The process begins on the CPU, referred to in this context as the “host.” The host program prepares the data (geometry, textures, or matrices) and the instructions (shaders or compute kernels) required for the task. Because the CPU and GPU typically possess separate memory spaces, the host must marshal this data and transfer it across the PCI Express (PCIe) bus into the GPU’s dedicated Video RAM (VRAM). This bus often acts as a bottleneck, so efficient programs attempt to minimize transfer frequency, preferring to load large batches of data at once. The CPU then issues a draw call or a dispatch command, placing a packet of instructions into a command buffer. This action effectively signals the GPU driver to translate these high-level commands into machine code that the specific GPU microarchitecture can understand.

The Work Distributor

Once the command reaches the GPU (the “device”), a hardware scheduler or “Gigathread Engine” takes over. Unlike the CPU, which might juggle a few dozen threads, the GPU is designed to manage tens of thousands of simultaneous threads. The scheduler decomposes the workload into a grid of thread blocks. These blocks are then distributed across the available Streaming Multiprocessors (SMs) or Compute Units. This distribution is dynamic; if the GPU has more hardware cores, it processes more blocks in parallel, allowing the code to scale naturally across different tiers of hardware without manual intervention.

Single Instruction, Multiple Threads (SIMT)

Inside the Streaming Multiprocessor, the execution model differs strictly from the CPU. The hardware groups threads into bundles, commonly known as “warps” (in NVIDIA terminology) or “wavefronts” (in AMD terminology), typically consisting of 32 or 64 threads. These threads operate in “lockstep,” meaning they all execute the exact same instruction at the same time, but on different pieces of data. This architecture, known as Single Instruction, Multiple Threads (SIMT), allows the GPU to devote the vast majority of its transistor count to Arithmetic Logic Units (ALUs) rather than control logic and caching.

Branch Divergence and Masking

The rigidity of lockstep execution introduces a unique challenge known as branch divergence. If the code contains a conditional statement (an if-else block) where half the threads in a warp need to take the “true” path and the other half need to take the “false” path, the hardware cannot execute both simultaneously. Instead, it must serialize the execution. It forces all threads to execute the “true” path while masking off (deactivating) the threads that disagree. Once the first path is complete, it inverts the mask and executes the “false” path for the remaining threads. Both paths are executed for the warp, but threads only commit results for the path they actually took. This phenomenon explains why complex branching logic can severely degrade GPU performance.

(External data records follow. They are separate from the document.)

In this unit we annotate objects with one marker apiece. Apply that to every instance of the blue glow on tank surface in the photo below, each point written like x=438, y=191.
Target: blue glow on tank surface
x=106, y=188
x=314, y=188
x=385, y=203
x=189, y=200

The Memory Hierarchy and Output

As the ALUs crunch the numbers, they rely on a specialized memory hierarchy designed for throughput. While GPU memory has higher latency than CPU cache, it possesses significantly wider bandwidth, allowing it to feed the thousands of hungry cores simultaneously. Threads often use fast, on-chip “shared memory” to communicate with neighbors in the same block, reducing the need to reach out to the slower VRAM. Upon completion of the calculation or the pixel shading, the results are written to the output buffer. For graphics, this is the Framebuffer, which is eventually scanned out to the monitor. For compute tasks, the data remains in VRAM until the CPU explicitly requests a transfer back across the PCIe bus to read the results.